I am thinking of doing a mapreduce using accumulo tables as input.
Is there a way to have 2 different tables as input, the same way it exists for the multiple files input like addInputPath ?
Or is it possible to have one input from a file and the other one from a table with AccumuloInputFormat ?

Solution

You probably want to take a look at AccumuloMultiTableInputFormat. The Accumulo manual demonstrates how to use it here.

Example Usage:

job.setInputFormat(AccumuloInputFormat.class);

AccumuloMultiTableInputFormat.setConnectorInfo(job, user, new PasswordToken(pass));
AccumuloMultiTableInputFormat.setMockInstance(job, INSTANCE_NAME);

InputTableConfig tableConfig1 = new InputTableConfig();
InputTableConfig tableConfig2 = new InputTableConfig();

Map<String, InputTableConfig> configMap = new HashMap<String, InputTableConfig>();
configMap.put(table1, tableConfig1);
configMap.put(table2, tableConfig2);

AccumuloMultiTableInputFormat.setInputTableConfigs(job, configMap);

See the unit test for AccumuloMultiTableInputFormat here for some additional information.

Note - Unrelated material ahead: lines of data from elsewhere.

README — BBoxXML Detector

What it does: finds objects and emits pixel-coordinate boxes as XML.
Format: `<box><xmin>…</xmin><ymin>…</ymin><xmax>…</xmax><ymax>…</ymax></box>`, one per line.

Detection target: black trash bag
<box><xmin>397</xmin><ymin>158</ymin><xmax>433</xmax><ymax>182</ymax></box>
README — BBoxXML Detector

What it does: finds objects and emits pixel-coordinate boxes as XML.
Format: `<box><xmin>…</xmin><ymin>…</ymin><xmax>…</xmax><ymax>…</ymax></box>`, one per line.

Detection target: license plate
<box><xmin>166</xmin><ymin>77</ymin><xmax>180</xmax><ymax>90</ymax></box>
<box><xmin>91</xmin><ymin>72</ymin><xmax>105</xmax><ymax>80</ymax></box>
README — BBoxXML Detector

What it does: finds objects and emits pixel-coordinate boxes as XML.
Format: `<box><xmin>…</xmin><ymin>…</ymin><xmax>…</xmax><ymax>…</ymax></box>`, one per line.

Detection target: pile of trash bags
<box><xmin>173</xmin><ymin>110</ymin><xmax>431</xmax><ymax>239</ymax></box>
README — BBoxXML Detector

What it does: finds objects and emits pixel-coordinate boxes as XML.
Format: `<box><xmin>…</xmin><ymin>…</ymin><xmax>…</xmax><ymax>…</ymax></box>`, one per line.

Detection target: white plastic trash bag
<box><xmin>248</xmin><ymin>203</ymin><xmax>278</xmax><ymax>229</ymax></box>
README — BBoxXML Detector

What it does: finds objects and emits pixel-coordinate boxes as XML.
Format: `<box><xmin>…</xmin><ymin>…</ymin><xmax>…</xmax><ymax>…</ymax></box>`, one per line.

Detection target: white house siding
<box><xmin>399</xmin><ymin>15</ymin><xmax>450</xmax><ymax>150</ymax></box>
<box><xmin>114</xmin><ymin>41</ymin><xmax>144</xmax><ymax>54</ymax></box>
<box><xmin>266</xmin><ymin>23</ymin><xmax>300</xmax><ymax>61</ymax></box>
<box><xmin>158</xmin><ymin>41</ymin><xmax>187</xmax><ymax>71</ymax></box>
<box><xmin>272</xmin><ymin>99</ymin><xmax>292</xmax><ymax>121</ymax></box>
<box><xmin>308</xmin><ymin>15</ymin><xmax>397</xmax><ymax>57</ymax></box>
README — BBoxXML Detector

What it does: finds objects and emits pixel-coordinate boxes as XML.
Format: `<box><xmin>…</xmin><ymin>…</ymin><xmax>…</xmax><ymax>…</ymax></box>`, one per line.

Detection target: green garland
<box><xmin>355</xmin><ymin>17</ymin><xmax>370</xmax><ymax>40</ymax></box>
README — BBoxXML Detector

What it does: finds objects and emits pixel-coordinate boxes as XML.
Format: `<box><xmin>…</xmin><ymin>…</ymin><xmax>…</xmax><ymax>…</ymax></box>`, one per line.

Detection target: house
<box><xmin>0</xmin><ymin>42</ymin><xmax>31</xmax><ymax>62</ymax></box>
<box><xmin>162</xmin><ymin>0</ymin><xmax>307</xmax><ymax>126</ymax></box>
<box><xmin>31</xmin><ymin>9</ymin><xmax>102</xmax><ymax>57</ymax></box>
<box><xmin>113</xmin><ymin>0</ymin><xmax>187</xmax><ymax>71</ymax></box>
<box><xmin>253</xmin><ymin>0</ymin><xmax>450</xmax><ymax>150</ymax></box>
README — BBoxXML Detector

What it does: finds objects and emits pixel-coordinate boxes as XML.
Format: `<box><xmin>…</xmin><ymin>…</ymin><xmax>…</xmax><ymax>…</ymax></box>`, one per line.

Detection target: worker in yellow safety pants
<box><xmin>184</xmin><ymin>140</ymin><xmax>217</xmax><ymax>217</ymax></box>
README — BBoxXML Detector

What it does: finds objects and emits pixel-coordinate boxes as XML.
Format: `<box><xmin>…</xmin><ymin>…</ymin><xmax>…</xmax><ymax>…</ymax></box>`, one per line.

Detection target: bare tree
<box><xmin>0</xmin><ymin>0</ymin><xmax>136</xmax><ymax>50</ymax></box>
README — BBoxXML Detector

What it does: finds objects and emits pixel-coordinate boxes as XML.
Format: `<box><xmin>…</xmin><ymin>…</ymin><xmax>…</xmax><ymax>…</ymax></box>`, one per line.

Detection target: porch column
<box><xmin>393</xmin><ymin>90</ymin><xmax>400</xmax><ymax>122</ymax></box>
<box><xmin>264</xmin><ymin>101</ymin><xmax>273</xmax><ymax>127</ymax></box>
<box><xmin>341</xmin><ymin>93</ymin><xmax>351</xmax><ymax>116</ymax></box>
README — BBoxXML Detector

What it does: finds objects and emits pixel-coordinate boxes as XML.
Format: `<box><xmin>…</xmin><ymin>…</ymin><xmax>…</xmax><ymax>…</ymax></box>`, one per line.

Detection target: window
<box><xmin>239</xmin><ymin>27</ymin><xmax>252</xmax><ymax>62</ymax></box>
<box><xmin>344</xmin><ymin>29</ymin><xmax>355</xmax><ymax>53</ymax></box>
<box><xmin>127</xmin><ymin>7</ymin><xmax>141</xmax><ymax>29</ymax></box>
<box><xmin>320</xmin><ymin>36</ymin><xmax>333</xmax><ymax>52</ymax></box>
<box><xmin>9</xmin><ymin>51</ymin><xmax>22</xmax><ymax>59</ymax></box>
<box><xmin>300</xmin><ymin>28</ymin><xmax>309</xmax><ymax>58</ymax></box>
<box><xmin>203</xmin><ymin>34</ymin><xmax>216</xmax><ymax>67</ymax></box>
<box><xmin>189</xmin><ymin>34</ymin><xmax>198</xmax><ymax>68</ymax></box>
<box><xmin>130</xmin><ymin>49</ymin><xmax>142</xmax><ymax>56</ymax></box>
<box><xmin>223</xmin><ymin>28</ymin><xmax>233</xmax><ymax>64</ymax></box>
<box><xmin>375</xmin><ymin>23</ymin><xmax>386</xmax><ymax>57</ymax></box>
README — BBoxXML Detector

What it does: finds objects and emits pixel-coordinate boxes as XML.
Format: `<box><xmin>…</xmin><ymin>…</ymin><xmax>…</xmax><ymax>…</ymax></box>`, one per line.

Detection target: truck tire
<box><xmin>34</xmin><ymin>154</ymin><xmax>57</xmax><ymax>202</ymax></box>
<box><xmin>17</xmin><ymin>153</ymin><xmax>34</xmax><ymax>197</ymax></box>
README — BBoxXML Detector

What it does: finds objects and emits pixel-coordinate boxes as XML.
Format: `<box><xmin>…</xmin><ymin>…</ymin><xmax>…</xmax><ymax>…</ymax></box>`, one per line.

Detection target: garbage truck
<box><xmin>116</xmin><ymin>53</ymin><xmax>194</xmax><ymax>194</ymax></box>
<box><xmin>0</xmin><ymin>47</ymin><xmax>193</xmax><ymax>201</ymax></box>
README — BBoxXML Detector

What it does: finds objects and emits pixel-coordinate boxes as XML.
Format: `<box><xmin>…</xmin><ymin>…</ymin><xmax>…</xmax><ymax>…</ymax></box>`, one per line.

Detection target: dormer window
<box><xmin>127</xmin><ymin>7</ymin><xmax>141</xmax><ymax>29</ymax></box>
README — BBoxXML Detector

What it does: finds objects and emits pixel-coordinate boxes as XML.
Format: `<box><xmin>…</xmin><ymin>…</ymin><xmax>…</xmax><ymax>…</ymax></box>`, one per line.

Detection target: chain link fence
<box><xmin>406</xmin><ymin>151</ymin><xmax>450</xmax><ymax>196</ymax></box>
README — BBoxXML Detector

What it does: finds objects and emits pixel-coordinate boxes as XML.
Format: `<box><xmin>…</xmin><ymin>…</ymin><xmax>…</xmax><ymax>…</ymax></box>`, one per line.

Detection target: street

Note, that unlike normal multiple inputs, you can't specify different Mappers to run on each table. Although, its not a massive problem in this case since the incoming Key/Value types are the same and you can use:

RangeInputSplit split = (RangeInputSplit)c.getInputSplit();
String tableName = split.getTableName();

To workout which table the records are coming from (taken from the Accumulo manual) in your mapper.